Nations of the world applauded us and welcomed us back. Not only did we regain our seat in the UN General Assembly, but our full membership to the various UN Agencies was also restored.
Our labour movements participated in the International Labour Organisation, World Health Organisation and similar UN agencies.
Within 10 years of democracy, the UN accorded us a rare opportunity to host in September 2001 in Durban a Conference against Racism and Racial Discrimination, and our continent, Africa, inaugurated the AU in South Africa on July 9, 2002.
The Fifa World Cup 2010 was successfully hosted by us. We were on a roll.
Could it be that the successes we achieved in showcasing our worth on the global stage lulled us into slumber, and by commission or omission, we relinquished our constitutional duty to build the various political parties we belong to and voted for since 1994.
Instead of citizens joining branches of political parties in numbers to ensure an optimal working multiparty democratic SA Incorporated, we saw many citizens losing interest and participating less.
History informs us that political parties, especially those ruling governments, wane after 20 years of ruling. I optimistically believed that, in the same way we showed the world we had the capacity to hold complex UN conferences within a decade of our democracy, ordinary citizens could swell the branches of our political parties and participate meaningfully in them, for our multiparty democracy to continue thriving.
Fast-forward to SA Incorporated today, with citizens outside the multiparty system crying at regular intervals for “hashtag this or that must fall” without due consideration of the provisions contained in their own constitutions; a phenomenon that impacts negatively on the multiparty 1996 constitution.
Where is the multiparty citizens’ activism as outlined by our constitution?

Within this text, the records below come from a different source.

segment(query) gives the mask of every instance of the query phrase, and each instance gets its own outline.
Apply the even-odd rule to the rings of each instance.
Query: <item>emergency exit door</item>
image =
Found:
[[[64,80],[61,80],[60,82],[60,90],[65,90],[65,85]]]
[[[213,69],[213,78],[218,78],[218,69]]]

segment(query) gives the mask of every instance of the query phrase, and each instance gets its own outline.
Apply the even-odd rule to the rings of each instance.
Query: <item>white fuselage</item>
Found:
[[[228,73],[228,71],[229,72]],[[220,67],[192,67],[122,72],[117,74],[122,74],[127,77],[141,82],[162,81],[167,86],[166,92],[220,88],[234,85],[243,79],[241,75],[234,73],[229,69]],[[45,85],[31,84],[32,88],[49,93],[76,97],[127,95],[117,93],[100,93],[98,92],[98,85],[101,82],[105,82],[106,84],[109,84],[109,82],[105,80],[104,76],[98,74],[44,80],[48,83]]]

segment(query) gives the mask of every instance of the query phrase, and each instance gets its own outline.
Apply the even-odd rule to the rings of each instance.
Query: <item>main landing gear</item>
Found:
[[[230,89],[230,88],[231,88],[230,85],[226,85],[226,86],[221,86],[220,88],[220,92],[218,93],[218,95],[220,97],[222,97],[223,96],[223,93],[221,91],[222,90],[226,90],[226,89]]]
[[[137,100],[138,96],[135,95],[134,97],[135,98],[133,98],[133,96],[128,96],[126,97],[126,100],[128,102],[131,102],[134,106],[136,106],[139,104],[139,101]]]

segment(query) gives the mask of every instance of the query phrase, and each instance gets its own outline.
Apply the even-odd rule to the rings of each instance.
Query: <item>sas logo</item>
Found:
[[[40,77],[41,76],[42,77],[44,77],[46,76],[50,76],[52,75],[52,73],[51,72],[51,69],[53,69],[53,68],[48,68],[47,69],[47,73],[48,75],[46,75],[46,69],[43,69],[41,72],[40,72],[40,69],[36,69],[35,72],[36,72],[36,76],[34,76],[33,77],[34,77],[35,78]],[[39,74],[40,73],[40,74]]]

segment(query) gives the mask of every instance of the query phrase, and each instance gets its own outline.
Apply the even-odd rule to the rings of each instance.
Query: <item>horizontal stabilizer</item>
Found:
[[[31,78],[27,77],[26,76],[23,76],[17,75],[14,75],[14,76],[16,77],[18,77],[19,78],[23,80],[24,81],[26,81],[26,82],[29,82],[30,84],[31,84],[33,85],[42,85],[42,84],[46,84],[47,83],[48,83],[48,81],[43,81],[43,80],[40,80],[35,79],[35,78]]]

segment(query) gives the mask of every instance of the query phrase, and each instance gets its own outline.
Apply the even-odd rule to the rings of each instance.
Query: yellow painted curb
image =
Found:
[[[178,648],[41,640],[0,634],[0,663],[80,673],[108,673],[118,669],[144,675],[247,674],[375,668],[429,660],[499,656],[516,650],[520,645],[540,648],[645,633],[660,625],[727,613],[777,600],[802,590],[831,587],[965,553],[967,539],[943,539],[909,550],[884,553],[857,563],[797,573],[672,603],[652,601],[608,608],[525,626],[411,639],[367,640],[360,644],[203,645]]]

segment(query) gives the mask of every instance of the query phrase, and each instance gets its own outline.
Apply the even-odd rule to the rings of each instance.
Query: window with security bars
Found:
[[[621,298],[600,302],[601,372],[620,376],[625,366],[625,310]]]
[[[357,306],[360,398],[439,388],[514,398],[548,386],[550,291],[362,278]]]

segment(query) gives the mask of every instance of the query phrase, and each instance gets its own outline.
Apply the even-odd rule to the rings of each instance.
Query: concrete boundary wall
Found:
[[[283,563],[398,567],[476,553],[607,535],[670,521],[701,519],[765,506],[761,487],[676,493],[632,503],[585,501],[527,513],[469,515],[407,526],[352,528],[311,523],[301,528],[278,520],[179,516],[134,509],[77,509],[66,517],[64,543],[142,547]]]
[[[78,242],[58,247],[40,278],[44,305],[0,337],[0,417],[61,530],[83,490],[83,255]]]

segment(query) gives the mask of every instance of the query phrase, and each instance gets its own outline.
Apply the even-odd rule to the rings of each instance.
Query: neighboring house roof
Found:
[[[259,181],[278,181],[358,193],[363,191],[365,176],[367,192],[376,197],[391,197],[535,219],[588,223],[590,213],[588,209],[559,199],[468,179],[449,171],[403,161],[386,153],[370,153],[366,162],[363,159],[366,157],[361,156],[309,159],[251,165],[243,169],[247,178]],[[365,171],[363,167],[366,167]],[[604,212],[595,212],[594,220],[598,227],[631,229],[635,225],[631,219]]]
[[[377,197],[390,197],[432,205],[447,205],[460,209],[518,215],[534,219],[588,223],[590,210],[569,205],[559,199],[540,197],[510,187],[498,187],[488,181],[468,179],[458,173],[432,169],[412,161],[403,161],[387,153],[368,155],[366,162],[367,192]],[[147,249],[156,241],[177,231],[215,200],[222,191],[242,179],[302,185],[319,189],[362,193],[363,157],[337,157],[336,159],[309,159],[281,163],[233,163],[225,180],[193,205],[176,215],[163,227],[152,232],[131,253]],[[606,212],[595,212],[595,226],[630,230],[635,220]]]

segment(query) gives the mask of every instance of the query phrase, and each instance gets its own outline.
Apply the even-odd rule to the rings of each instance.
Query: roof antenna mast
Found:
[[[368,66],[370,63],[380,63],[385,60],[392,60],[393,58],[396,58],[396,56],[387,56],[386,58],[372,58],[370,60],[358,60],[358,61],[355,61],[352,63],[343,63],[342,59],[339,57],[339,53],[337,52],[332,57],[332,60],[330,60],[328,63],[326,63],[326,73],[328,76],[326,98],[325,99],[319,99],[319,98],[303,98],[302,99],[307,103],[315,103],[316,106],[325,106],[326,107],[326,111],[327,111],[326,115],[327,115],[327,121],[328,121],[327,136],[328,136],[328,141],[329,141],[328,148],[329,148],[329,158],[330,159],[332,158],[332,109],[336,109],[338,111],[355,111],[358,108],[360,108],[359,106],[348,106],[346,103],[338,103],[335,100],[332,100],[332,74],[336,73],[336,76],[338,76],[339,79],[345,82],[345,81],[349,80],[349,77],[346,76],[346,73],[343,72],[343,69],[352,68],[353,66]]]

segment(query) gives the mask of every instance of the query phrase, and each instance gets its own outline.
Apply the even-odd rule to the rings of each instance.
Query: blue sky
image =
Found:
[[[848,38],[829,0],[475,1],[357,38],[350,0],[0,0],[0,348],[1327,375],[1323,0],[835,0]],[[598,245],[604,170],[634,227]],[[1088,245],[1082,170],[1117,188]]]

Do we remember or have we opted to forget about people power in their political parties of choice?
Of the millions of citizens eligible to belong to political parties of their choice, less than 3 million belong to parties; yet we opted in 1994 for a multiparty system.
How then do we hope to hold the political representatives we sent to the three spheres of government accountable when, in our millions, we opt not to participate in the multiparty democratic system we worked for in 1994?
Citizens’ activism pre-1994 was critical to bringing the illegal apartheid government down. What plausible and reasonable explanation do we have today which will justify reviving the mass democratic protest movements of yesteryear to correct the problems we face now? In large numbers in the political parties of our choice we can continue to hold our political representatives accountable.
I cannot escape the conclusion that we no longer believe in our multiparty system. If my submission is correct, the flip-side is that we will have to rethink the value of the constitution.